Sunday, June 18, 2017

Women claiming their power and supporting other women means supporting themselves


I was knocked out by the advertisement for U Kotex Fitness-brand tampons in today's paper, above. The ad featured a large-sized, African American woman with the slogan, "My period is a symbol of my feminine strength."

First, Kotex gets major props for using a more diversified representative of fitness than the standard white woman with no butt. Even more significantly, they've reclaimed something that has been used against women: their menstrual cycle. Over the last 20 years, as views of women in America have retreated backwards, the menstrual cycle has been portrayed as a weakness. Kotex turns that on its ear and claims it as a strength. And rightly so.

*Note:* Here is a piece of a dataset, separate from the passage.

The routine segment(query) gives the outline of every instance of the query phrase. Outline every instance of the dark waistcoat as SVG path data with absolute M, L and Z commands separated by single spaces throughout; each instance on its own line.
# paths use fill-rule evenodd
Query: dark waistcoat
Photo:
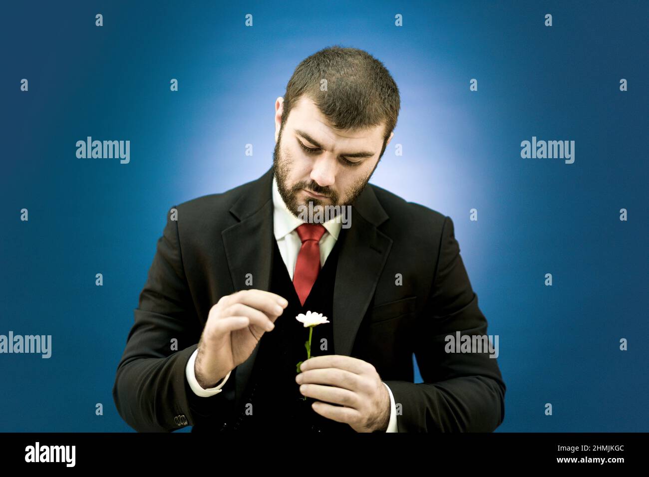
M 344 230 L 324 262 L 304 306 L 295 291 L 286 266 L 274 242 L 270 291 L 284 297 L 288 306 L 276 320 L 275 328 L 264 333 L 259 343 L 245 397 L 230 428 L 243 432 L 353 432 L 349 424 L 328 419 L 311 407 L 315 400 L 304 397 L 295 382 L 297 363 L 306 360 L 305 341 L 309 328 L 295 317 L 307 311 L 321 313 L 329 323 L 313 328 L 311 356 L 335 354 L 332 301 L 338 252 Z M 331 403 L 328 403 L 331 404 Z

The menstrual cycle represents the capability of women to bring life into the world. This is an underrated superpower - especially for basketball players and other athletes - who often return to competition fairly soon after giving birth.

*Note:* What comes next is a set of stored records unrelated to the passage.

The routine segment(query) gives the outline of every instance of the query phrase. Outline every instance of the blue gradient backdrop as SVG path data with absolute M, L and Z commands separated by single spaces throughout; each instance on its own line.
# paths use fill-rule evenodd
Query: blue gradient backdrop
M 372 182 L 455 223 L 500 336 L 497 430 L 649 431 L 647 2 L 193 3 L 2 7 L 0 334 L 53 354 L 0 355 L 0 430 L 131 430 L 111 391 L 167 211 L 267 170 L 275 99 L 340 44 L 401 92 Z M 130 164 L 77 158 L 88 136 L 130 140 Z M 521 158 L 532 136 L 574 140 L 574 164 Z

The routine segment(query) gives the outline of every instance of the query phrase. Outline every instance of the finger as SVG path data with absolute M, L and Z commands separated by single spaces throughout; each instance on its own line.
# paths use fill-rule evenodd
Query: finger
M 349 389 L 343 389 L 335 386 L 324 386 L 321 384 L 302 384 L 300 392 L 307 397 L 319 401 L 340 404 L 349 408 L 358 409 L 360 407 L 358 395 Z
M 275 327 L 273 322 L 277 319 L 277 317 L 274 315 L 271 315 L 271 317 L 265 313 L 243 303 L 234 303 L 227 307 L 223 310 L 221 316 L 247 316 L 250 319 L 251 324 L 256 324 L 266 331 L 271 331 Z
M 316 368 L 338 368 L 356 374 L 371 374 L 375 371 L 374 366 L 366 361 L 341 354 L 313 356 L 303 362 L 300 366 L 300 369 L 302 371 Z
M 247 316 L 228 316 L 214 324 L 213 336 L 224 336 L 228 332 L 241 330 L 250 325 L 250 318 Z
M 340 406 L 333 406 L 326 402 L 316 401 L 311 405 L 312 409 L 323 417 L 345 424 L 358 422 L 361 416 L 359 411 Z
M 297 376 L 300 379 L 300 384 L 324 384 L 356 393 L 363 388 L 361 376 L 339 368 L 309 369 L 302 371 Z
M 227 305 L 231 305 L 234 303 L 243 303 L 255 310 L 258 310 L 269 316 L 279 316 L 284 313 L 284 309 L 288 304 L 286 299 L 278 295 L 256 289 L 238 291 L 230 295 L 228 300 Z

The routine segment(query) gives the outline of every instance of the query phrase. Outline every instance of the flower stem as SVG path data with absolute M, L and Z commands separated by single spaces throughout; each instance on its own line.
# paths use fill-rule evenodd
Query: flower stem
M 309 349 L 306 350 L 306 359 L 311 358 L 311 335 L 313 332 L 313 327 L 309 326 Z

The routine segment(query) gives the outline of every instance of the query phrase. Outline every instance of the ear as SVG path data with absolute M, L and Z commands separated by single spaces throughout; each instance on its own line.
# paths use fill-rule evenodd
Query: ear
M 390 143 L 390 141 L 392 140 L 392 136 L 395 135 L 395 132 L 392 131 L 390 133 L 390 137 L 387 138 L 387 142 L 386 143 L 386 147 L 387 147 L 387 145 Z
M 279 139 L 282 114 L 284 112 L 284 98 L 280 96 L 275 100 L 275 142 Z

Perhaps due to social media and the constant quest for "likes," America has become a nation of followers. If there's a popular opinion, people are likely to go with it rather than stick with or hatch their own views. That seems to have influenced WNBA consumption.

San Antonio Stars coach Vickie Johnson made an observation in our interview last week that I have written about before:

“For us when we were growing up, we watched a lot of basketball,” she said. “Now they don’t watch basketball. They don’t watch their own league. You don’t watch the WNBA, but you want to be in the WNBA. It doesn’t make sense to me.”

Me neither. But as young men have been allowed to join the NBA sooner, and as play in that league has become more acrobatic and less fundamentals-based, popular opinion has become that NBA play is the way the game should be executed. And it does seem like every young female basketball player has plenty of NBA knowledge but understands very little, if anything, about the WNBA.

The secret is, and always has been, that each person decides their values for themselves. Just because someone says being shy is negative, for example, doesn't mean that you have to think that way. Claim shyness if you're shy. You can only be shamed if you let yourself be shamed.

Women should not feel badly about being women. Differences with men exist: women have different bodies, different ways of processing information and emotions, and different ways of solving problems. But differences don't necessarily equate to one being better than the other; that's merely a value judgement.

Like the recent success of the feature film "Wonder Woman," this Kotex ad gives me hope. Perhaps a better day lies ahead where women will claim their power and strength and support other women, rather than deferring to defeatist viewpoints and impeding their own progress.

Supporting other women means you're supporting yourself.